The most important thing you should do is make sure that your children see plenty of books or magazines or comics – or all three.
Why is this all so important?
1. In school, we ask children to read things and find out what’s important – ‘browsing’. It is very hard to teach browsing. The best way to learn browsing is going to a bookshop, going to a library or sitting with a pile of books or magazines and choosing what you want to read, or just sorting your books and magazines in ways that you like.
2. In school, we ask children to think about difficult ideas. This might be about, say, why or how things happened in history. It might be when we ask children to think about ‘if’ and ‘why’. If children read lots of different kinds of books, they will start to think about such things as part of their reading.
3. In school, we ask children to think beyond themselves, to think about why or how other people think and behave. If children read lots of different kinds of books, they will start to think about such things as part of their reading.
4. In school, we want children to ask questions, wonder about things, be curious and interested. Again, if children read lots of different kinds of books, they will be children who do just that: ask questions, wonder, be curious and interested.
5. Like adults, children are full of feelings and thoughts. Like adults, these sometimes boil over and the children don’t always know what to do with them. Reading books often show us people facing up to problems and finding ways to deal with them. This means that reading books helps children find ways of dealing with their feelings and thoughts.
We know from research all over the world that children who read widely and often and who have plenty of books or magazines to read do better at school than children who don’t have books and magazines.

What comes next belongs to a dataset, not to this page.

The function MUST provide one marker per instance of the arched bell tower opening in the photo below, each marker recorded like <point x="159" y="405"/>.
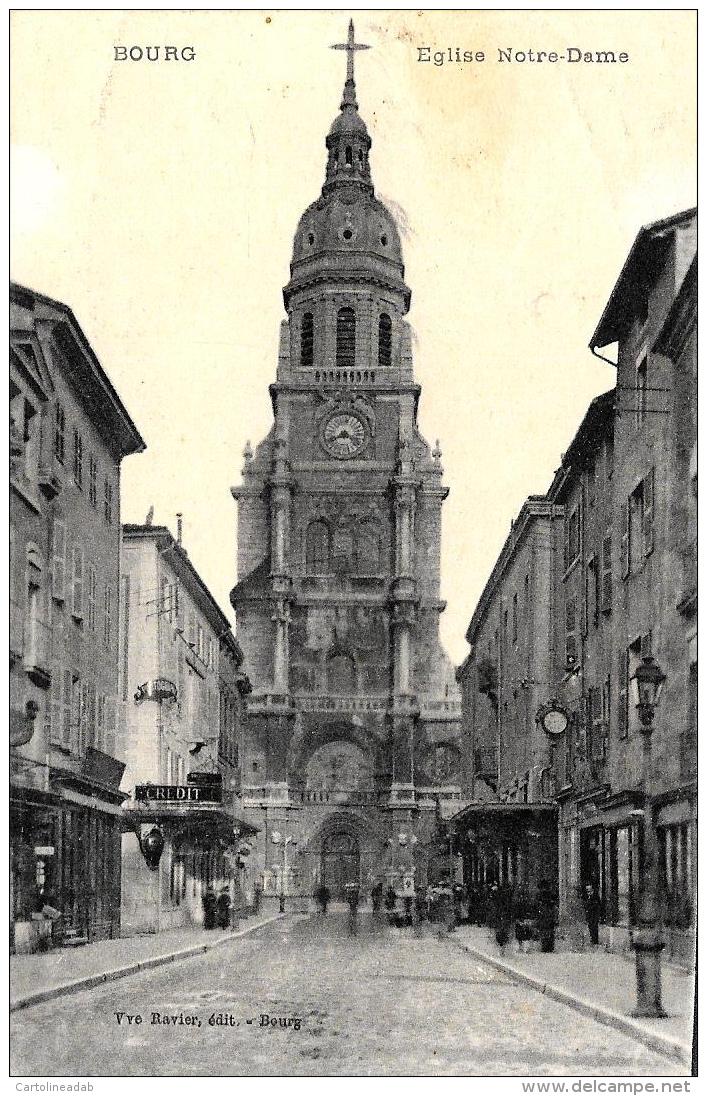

Here are some important addresses and websites: [to be filled in]
Your local library – where you can take out 12 books on one ticket! [to be filled in]
Your local shops where they sell books and magazines and comics [to be filled in]
Book catalogues for children online [to be filled in]
Read books with your children.
Get hold of books for your children.
We are going to hold meeting to talk about books and your children. Perhaps we can start up a parents’ committee of Books Champions to take this on further.
The date for this meeting is: [to be filled in] and we’ve invited […….] to speak at it.